Rainer Moritz staunt über die Selbstreinigungskräfte der Sprache

Ich bin Spezialist für die deutsche Rechtschreibung, war doch deren Geschichte einst einer meiner Prüfungsschwerpunkte im germanistischen Staatsexamen. Kaum hat man solche ungeliebten Nischen besetzt, ist man ein gefragter Mann. Mehrfach wurde ich in der Vergangenheit an meinen Arbeitsplätzen per Akklamation zum Rechtschreibbeauftragten gewählt – da gab es zuletzt einiges zu tun! – und darf mich deshalb auch im Tagesspiegel zu Orthografiefragen äußern. Keine Angst, zu den Regelungen der neuen, gemäßigten oder revidierten Schreibung, diesem Lieblingsfeld aller beckmessernden Oberlehrer, sage ich nichts; stattdessen will ich von den positiven Wirkungen sprechen, die die moderne Technologie auf die Ausdifferenzierung der Rechtschreibung ausübt.

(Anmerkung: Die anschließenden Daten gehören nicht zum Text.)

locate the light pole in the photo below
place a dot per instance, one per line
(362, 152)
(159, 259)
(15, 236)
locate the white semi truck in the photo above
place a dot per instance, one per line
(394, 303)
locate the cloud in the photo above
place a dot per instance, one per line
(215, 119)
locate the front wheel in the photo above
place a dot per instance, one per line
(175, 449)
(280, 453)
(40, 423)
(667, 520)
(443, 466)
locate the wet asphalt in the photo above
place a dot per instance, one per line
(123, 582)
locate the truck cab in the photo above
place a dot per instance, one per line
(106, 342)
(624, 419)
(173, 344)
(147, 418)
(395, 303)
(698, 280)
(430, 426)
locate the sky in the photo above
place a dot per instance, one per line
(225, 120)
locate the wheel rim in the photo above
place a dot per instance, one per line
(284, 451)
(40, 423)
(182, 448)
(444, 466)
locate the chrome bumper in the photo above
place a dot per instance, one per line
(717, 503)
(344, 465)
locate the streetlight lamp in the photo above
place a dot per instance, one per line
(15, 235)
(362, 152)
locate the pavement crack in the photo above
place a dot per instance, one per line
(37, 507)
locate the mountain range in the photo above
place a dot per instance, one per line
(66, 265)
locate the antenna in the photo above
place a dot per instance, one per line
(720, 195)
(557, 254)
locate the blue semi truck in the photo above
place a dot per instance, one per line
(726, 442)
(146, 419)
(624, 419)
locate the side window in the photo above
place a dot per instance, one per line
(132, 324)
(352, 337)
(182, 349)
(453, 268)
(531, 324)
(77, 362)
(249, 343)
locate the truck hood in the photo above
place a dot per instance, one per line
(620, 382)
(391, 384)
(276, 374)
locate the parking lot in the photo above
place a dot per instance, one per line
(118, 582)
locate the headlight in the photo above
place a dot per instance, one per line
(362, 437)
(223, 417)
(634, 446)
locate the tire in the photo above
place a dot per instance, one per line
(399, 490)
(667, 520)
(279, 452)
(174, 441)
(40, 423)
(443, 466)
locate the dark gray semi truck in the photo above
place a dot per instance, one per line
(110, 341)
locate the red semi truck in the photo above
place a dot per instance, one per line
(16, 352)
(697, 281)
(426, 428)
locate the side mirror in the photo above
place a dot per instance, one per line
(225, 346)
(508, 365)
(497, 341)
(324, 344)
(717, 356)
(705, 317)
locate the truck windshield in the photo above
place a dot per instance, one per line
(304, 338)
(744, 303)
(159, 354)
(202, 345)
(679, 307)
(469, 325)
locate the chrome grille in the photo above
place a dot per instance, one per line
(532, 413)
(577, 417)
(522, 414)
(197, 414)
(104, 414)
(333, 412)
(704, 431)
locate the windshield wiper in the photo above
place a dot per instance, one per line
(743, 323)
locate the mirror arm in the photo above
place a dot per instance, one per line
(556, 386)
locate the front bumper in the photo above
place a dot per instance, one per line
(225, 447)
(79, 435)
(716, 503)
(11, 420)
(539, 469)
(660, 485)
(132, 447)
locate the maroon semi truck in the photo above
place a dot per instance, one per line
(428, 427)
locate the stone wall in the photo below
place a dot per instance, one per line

Es geht um das schöne, aus dem Französischen stammende Substantiv „Email“, das eine Schmelzglasur auf Tassen, Vasen oder Fliesen bezeichnet. Seit jeher konkurrierte dieses mit der weiblichen Form „Emaille“. Beide Schreibungen liefen parallel, wobei im 18. und 19. Jahrhundert ein leichtes Übergewicht der „Email“-Schreibung zu konstatieren ist. Etwa in Adalbert Stifters Erzählung „Feldblumen“, wo sich der herrliche Satz „Höher hängt in dem Laubwerk das blaue Email des Himmels“ findet. Jetzt freilich, zu Beginn des 21. Jahrhunderts, scheint sich das zu ändern; wir befinden uns in einer historischen Umbruchphase, in der sich die kompliziertere „Emaille“-Schreibung durchzusetzen beginnt.

Ein paar Beispiele: In Funny van Dannens Prosa „Zurück im Paradies“ stoßen wir auf eine Tischdecke, „auf der ein paar Emailletassen standen“, und in Miriam Mandelkows Übersetzung von Martha Gellhorns Novellen „Paare“ weist eine fein gearbeitete Maiglöckchenbrosche Blätter aus „blassestgrüner Emaille“ auf. Nur Frau Mandelkows ältere Kollegin Caroline Vollmann beharrt in ihrer Neuübertragung von Joris-Karl Huysmans' „A rebours“ auf der bedrohten Schreibung und lässt den dekadenten Helden Des Esseintes vor einem „Emailschild in himmelblauen Lettern“ innehalten – bei einem Text aus dem 19. Jahrhundert durchaus angemessen.

Der Grund für diese Verschiebung liegt auf der Hand: Seitdem sogar meine Mutter dazu übergegangen ist, elektronische Post an ihre lieben Kinder zu versenden, ist das Wort „Email“ bzw. „E-Mail“ (so die Duden-Vorschrift) fester Bestandteil unseres Alltagsvokabulars. Und so war es nur eine Frage der Zeit, bis die unsichtbare Hand der Sprache ans Werk ging und die Schreibung „Email“ für „Glasur“ aus dem Verkehr zog. Ist diese unbewusste Lenkung unserer Rechtschreibung nicht ein staunenswerter Vorgang? Vielleicht hätte man sich vor ein paar Jahren alle Rechtschreibkommissionen und Ministerbeschlüsse sparen und auf Selbstreinigung setzen sollen.